Counterterrorism experts have long feared Somalia is a haven for the terror network, and the U.S. State Department considers al-Shabab a terrorist group with links to al-Qaida — which al-Shabab denies.
The United States, which in the past has launched air strikes targeting suspected al-Qaida members in Somalia, accuses al-Shabab of harboring terrorists who allegedly blew up U.S. embassies in Kenya and Tanzania in 1998.
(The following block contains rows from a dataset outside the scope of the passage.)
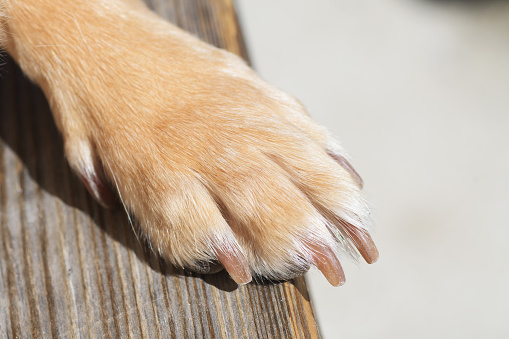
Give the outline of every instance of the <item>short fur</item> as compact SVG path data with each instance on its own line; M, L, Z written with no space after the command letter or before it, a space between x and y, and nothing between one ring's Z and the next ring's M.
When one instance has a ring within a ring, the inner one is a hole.
M342 149L240 58L138 0L0 6L1 47L43 89L71 167L171 263L219 260L239 283L314 264L337 285L338 249L376 260Z

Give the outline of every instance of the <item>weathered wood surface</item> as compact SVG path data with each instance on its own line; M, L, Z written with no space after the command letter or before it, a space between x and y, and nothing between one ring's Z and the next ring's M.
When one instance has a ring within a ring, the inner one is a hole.
M232 0L150 6L247 57ZM319 336L303 279L237 288L161 263L71 173L41 92L0 73L0 338Z

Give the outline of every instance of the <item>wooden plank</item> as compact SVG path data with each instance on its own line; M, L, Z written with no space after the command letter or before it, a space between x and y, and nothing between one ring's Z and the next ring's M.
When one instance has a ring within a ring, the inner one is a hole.
M247 58L232 0L151 0ZM315 338L303 278L237 287L169 267L125 214L86 193L42 93L11 60L0 78L0 338Z

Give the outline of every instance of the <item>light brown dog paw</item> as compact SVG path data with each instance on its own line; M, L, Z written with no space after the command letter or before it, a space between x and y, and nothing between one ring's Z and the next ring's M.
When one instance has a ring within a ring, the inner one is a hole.
M45 91L71 167L103 205L118 195L162 257L220 263L239 284L314 265L341 285L341 252L376 261L362 179L295 99L148 11L90 13L59 27L79 34L12 53Z

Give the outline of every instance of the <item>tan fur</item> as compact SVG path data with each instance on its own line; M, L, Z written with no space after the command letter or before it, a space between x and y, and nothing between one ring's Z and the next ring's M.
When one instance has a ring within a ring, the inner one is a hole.
M341 148L240 58L136 0L0 6L1 44L47 96L71 167L104 204L111 183L163 257L227 253L289 278L320 267L316 248L360 246L342 225L367 234L369 211L329 156Z

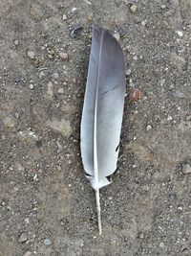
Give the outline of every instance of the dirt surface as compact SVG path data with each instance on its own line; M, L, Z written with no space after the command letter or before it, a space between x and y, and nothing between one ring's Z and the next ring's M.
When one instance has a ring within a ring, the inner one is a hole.
M0 0L1 256L191 255L190 17L190 0ZM101 237L79 151L94 24L127 62Z

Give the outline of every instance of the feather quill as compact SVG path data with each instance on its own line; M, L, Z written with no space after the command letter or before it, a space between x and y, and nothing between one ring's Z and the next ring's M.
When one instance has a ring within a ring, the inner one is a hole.
M99 234L102 232L99 189L110 184L117 169L125 98L125 64L117 40L100 27L93 30L81 119L81 156L96 190Z

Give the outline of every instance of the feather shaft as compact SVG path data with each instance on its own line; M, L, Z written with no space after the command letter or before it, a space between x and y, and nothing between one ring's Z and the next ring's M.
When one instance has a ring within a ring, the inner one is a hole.
M81 119L81 155L87 178L96 190L99 235L99 189L117 169L125 98L125 64L117 39L99 27L93 30Z
M100 236L102 234L102 226L101 226L101 207L100 207L100 198L99 198L99 189L96 190L96 200L98 231L99 231L99 236Z

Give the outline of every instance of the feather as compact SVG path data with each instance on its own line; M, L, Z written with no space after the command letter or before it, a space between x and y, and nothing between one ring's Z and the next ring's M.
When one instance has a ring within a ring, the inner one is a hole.
M99 234L102 232L99 189L110 184L117 169L124 98L125 64L117 40L106 30L93 30L81 119L81 156L96 190Z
A surge in violence in May, which diplomats said was a major push by the insurgents to force the government out of its Mogadishu strongholds, killed nearly 200 civilians. Nearly 126,000 people have fled their homes since May 7, according to the U.N. refugee agency. The violence in May went on for about two weeks, but despite reduced fighting, Mogadishu residents continue to flee their homes in anticipation of more conflict.
Two years ago, Ethiopia deployed troops to support Somalia’s fragile, Western-backed government, but they were widely unpopular and were finally withdrawn in January after the election President Sheik Sharif Sheik Ahmed.
Last month Ethiopia sent in troops to the border regions of Somalia.
Djibouti, Ethiopia and Kenya are members of the Intergovernmental Authority Development, a regional group that has led past peace talks on Somalia and last month imposed a sea and air blockade to stop supplies reaching the Islamic insurgents there. It is not clear whether the blockade is effective.
Somalia has not had an effective government since 1991, when warlords overthrew longtime dictator Mohamed Siad Barre and plunged the country into anarchy and chaos. The lawlessness also has allowed Somali pirates to flourish, making the nation the world’s worst piracy hotspot.